S'il est clair que la politique de confidentialité n'a aucun effet – par exemple si un gouvernement ou un groupe rebelle refuse tout simplement de prendre au sérieux les problèmes que nous soulevons – et si nous avons épuisé toutes les possibilités de dialogue, nous ne manquerons pas de parler publiquement des questions qui nous préoccupent. La décision de sortir de notre réserve n'est jamais prise à la légère, mais il importe de rappeler que la confidentialité n'est pas un principe absolu.

  Qu'entendez-vous par « modalités habituelles » ?  

Pour que notre analyse soit la plus complète et objective possible, nous observons en toutes circonstances une série de règles lorsque nous visitons des détenus.

Les délégués du CICR doivent pouvoir parler sans témoin avec chaque détenu.

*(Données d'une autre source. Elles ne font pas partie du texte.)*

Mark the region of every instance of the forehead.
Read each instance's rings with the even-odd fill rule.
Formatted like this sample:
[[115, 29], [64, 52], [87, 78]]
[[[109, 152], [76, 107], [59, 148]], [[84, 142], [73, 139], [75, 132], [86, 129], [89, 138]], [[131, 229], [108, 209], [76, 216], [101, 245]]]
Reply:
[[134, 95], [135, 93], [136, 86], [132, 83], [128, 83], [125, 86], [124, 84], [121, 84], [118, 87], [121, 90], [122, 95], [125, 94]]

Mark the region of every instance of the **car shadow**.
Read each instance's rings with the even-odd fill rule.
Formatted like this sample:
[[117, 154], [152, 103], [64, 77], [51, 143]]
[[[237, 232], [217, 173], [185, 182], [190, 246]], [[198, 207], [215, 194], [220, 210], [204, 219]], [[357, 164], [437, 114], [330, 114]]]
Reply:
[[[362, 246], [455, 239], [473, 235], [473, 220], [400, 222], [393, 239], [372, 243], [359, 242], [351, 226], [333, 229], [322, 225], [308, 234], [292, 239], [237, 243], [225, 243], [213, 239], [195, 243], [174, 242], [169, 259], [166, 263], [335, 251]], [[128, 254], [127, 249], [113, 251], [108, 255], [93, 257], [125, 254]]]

Il s'agit là d'un point important, car le caractère confidentiel de nos visites ne se limite pas aux autorités. Nous parlerons des préoccupations d'un détenu aux autorités uniquement s'il nous en donne la permission.

Conformément aux règles établies, nos délégués doivent également pouvoir inspecter toutes les cellules et autres installations utilisées par les détenus. Le CICR doit pouvoir décider de la fréquence des visites, et doit pouvoir les poursuivre aussi longtemps qu’il existe des personnes détenues. En outre, tous les détenus doivent avoir la possibilité d'écrire à leur famille et de recevoir du courrier de leurs proches en ayant recours au système des messages Croix-Rouge.

Un autre critère important est que les délégués du CICR soient autorisés à engager des discussions confidentielles avec les autorités des camps au début et à la fin de chaque visite pour soulever des questions et, au besoin, faire des recom mandations.

Le CICR enregistre également l'identité des détenus. Il est ainsi plus facile de les suivre tout au long de leur détention et d'éviter toute disparition.

Chaque année, nous visitons plus d'un demi-million de détenus dans quelque 75 pays. Ces critères habituels s'appliquent à tous les lieux où nous visitons des détenus. Si ce mode de fonctionnement est soumis à des restrictions, nous n'avons parfois pas d'autre choix que de suspendre nos activités jusqu'à ce que ces règles soient à nouveau respectées.

  Êtes-vous personnellement convaincu que vous pouvez avoir un réel impact en procédant de la sorte ?  

     

J'en suis persuadé, parce que j'ai pu en faire l'expérience à maintes reprises. Il arrive que nous parvenions à influencer une situation davantage qu'une autre et le processus peut être long. Nos délégués savent que même si la situation n'évolue pas dans l'immédiat, il suffit parfois simplement d'« être là ».

Nous le voyons dans les yeux d'un détenu assis dans sa cellule ou sur le visage d'une mère qui tente de nourrir ses enfants en pleine guerre. Lorsqu'une personne n'a quasiment plus aucun espoir auquel se raccrocher, le simple fait de savoir que nous nous préoccupons de son sort peut avoir un impact bénéfique.

Ce dont je suis convaincu, c'est que la confiance ne se gagne pas du jour au lendemain. Il faut du temps, du dévouement et de la détermination pour instaurer un dialogue constructif avec des acteurs qui n'ont souvent pas envie d'entendre ce que nous avons à leur dire. Néanmoins, la plupart du temps, ils nous écoutent et j'estime que c'est une raison suffisante pour penser que la confidentia lité continue de résister à l'épreuve du temps.